The Waterwheel, 1938
The Greenhouse: Cyclamen and Tomatoes, 1935
If you've only seen the birthday card, you haven't experienced the strange magnetic pull of the closed greenhouse door.

Train Landscape, 1940
I've only seen the famous Train Landscape once before, when I was so surprised to discover that it's a collage, I never noticed that it's slightly on a tilt - conveying the motion of the train. Just look at the rubbed nap of the velvet upholstery and the worn leather window-strap ... again and again, I was amazed by textures lost in reproduction.

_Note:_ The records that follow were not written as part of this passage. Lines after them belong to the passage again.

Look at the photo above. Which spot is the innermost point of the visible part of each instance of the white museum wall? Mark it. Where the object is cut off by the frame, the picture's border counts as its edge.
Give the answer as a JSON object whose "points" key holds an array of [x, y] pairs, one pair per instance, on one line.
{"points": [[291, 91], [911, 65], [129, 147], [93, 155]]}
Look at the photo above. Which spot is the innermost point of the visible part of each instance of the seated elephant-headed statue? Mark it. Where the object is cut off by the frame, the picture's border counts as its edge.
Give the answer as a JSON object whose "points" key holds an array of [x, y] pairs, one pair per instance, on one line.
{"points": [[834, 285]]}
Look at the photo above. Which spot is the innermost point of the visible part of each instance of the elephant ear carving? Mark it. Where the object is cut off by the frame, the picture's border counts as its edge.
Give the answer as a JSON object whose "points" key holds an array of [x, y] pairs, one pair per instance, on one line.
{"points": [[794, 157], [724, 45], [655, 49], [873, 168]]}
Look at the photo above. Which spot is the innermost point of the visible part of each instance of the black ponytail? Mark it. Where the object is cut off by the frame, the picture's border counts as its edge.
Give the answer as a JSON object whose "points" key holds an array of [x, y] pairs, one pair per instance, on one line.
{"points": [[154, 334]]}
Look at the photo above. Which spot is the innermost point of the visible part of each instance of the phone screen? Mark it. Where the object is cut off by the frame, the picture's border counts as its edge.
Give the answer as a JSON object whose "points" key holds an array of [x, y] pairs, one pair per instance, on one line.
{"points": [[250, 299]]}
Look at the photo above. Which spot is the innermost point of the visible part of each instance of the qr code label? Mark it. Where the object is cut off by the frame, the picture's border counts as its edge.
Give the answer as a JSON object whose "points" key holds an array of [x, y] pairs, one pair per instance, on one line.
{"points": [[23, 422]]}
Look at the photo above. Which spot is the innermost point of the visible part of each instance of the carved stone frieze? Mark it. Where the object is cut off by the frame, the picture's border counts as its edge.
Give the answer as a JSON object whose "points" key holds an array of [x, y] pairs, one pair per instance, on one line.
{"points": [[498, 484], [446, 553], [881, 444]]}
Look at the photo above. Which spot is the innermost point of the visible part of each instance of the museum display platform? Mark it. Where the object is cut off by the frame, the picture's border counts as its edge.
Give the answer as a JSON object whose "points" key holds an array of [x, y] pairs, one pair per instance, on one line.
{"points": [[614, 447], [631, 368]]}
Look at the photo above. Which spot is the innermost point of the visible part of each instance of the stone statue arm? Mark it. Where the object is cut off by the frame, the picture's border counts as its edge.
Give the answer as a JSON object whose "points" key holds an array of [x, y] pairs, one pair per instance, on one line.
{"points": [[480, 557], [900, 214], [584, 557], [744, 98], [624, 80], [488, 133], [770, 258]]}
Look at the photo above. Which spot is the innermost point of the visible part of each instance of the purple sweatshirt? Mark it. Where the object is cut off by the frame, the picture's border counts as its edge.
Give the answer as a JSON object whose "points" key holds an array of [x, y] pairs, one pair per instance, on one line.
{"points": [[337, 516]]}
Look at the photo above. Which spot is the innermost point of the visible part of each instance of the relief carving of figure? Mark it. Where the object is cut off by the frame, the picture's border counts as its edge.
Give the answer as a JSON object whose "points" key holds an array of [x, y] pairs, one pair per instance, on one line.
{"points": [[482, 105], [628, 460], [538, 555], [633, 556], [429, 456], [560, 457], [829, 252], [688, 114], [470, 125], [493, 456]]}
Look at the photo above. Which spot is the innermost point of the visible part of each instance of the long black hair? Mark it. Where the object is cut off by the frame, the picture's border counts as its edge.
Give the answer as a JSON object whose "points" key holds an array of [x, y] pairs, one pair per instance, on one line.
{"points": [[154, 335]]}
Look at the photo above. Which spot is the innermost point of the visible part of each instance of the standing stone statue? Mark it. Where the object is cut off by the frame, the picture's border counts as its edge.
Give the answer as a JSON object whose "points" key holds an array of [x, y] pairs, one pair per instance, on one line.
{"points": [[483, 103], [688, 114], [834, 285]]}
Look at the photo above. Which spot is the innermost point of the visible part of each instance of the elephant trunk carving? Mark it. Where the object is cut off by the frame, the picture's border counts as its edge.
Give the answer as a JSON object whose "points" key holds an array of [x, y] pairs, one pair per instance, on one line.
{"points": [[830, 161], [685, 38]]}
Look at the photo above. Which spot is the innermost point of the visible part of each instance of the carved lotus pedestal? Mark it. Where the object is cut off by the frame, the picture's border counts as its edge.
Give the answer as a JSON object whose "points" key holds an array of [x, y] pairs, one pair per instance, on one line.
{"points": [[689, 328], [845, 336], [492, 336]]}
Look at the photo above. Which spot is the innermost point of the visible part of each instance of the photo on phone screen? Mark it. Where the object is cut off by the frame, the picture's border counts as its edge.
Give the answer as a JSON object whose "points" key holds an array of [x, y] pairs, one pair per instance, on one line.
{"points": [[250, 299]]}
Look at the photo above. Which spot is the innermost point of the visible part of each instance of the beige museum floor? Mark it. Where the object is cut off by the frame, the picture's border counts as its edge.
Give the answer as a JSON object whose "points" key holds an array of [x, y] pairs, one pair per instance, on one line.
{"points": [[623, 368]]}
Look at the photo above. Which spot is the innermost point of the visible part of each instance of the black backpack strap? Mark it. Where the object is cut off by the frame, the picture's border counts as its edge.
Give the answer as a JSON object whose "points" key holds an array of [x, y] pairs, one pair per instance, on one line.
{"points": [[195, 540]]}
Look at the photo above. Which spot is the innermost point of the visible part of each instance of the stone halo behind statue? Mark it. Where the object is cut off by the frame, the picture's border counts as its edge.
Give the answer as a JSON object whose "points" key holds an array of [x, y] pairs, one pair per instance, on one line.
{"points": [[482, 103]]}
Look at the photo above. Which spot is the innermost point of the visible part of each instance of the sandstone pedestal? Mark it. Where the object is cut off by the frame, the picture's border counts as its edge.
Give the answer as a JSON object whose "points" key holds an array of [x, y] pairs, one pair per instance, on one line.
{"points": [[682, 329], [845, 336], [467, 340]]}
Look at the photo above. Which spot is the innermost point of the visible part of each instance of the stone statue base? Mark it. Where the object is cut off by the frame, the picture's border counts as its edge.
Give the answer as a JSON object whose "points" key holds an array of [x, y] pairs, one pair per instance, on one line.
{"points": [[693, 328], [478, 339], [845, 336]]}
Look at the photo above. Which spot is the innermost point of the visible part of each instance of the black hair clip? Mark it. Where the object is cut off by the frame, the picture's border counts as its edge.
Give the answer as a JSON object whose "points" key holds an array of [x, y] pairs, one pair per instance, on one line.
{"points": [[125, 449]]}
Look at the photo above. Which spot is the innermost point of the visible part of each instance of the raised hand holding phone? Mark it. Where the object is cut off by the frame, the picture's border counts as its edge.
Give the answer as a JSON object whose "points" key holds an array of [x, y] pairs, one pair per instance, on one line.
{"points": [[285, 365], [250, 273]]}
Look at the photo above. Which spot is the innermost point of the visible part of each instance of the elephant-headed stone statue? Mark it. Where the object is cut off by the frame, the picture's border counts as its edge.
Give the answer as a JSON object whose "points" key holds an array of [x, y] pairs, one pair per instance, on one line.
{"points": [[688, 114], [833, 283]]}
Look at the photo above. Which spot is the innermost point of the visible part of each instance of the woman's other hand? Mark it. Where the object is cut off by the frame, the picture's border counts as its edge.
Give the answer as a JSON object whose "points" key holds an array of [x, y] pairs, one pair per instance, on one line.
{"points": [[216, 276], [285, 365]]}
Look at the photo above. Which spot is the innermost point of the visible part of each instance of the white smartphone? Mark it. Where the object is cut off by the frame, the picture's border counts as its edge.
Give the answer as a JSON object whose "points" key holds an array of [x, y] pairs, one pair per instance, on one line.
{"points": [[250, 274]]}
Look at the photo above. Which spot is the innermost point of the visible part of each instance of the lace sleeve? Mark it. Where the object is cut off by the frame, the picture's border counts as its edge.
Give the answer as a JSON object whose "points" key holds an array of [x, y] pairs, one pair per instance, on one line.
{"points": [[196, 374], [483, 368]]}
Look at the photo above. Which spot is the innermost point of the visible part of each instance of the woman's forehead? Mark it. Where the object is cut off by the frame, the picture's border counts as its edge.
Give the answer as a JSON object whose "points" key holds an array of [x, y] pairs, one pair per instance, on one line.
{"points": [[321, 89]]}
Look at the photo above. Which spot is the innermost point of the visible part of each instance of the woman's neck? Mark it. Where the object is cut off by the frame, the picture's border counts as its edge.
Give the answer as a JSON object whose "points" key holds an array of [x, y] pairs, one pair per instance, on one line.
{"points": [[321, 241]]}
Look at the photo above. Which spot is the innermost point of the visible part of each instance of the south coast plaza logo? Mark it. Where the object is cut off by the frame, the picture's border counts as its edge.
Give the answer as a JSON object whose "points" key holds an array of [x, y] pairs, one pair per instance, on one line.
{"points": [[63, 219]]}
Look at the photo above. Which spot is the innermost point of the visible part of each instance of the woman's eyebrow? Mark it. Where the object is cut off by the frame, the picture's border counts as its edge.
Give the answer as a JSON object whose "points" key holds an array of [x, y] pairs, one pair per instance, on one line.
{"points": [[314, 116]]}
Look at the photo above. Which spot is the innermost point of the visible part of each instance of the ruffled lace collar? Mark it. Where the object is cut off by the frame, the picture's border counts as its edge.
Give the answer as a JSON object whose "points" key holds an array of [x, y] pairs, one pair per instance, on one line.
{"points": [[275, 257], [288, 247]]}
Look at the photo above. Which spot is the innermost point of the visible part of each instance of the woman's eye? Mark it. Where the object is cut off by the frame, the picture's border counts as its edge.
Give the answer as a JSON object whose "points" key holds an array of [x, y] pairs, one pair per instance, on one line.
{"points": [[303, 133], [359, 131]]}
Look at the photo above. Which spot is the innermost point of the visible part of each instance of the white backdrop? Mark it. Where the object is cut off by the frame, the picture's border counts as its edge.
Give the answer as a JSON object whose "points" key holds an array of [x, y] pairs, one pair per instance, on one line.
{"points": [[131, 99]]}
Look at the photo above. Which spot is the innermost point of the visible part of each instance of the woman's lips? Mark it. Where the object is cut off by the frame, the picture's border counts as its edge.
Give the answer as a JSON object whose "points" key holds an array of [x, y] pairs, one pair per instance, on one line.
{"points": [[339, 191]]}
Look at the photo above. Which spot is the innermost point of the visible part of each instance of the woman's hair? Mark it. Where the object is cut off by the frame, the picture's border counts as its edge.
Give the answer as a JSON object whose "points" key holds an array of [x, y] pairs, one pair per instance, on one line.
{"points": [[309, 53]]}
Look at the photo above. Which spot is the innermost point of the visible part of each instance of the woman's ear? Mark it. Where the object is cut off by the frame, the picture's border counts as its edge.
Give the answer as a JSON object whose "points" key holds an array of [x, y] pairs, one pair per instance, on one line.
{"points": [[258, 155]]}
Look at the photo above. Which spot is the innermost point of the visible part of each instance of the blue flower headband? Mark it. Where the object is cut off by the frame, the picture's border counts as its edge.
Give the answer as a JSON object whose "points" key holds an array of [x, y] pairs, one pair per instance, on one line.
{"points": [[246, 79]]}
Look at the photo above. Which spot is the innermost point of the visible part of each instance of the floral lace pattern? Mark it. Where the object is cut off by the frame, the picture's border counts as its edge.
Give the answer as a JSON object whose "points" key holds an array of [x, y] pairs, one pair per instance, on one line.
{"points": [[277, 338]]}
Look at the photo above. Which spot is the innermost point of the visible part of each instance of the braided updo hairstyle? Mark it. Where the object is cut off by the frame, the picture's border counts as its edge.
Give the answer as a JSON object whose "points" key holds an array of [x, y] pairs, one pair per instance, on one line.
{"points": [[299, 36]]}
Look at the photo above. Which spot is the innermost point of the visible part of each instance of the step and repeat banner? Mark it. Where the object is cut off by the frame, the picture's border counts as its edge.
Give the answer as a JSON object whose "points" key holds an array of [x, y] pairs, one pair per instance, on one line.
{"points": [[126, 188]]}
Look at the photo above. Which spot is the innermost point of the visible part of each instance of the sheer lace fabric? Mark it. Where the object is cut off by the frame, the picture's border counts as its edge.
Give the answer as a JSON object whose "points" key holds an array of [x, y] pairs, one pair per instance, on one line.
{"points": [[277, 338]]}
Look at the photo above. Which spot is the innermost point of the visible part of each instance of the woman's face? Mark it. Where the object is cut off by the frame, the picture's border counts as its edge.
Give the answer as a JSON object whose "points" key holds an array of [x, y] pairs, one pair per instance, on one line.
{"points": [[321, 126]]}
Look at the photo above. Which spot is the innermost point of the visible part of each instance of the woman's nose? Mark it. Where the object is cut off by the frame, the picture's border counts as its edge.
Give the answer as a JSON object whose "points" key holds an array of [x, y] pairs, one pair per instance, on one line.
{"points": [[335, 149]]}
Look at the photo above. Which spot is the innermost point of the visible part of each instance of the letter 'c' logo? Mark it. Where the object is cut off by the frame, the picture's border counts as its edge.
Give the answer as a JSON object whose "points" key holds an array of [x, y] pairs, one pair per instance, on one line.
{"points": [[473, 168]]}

Flowers on a Cottage Table
But there were many, many watercolours that were completely new to me, either because they are held by museums that rarely show them or they're in private collections. (Oh yes, I was overcome by art-envy! But do you grab and run/escape on a bicycle/call a cab ... I've always been fascinated by Dulwich's history of art crime - although if anyone from Scotland Yard/Interpol should chance to read this: It Wozzn't Me.
A Farmhouse Bedroom, 1930s
A Farmhouse Bedroom is in the V&A ... wouldn't you shiver at the thought of having to sleep there? It could be the setting for an unnerving psychological thriller about an unhappy marriage - or a creepy lodging house. I wondered what Hitchcock would make of it?
RNAS Sick Bay, Dundee, 1941
On the other hand, you could never be bored convalescing in this bed.

Vicarage in Winter, 1935
And I haven't even started on dawn light - and steely winter skies - and footprints in snow. So if you're reading this, Sue, and wondering if it's worth a trip to London - the answer is yes, you definitely should!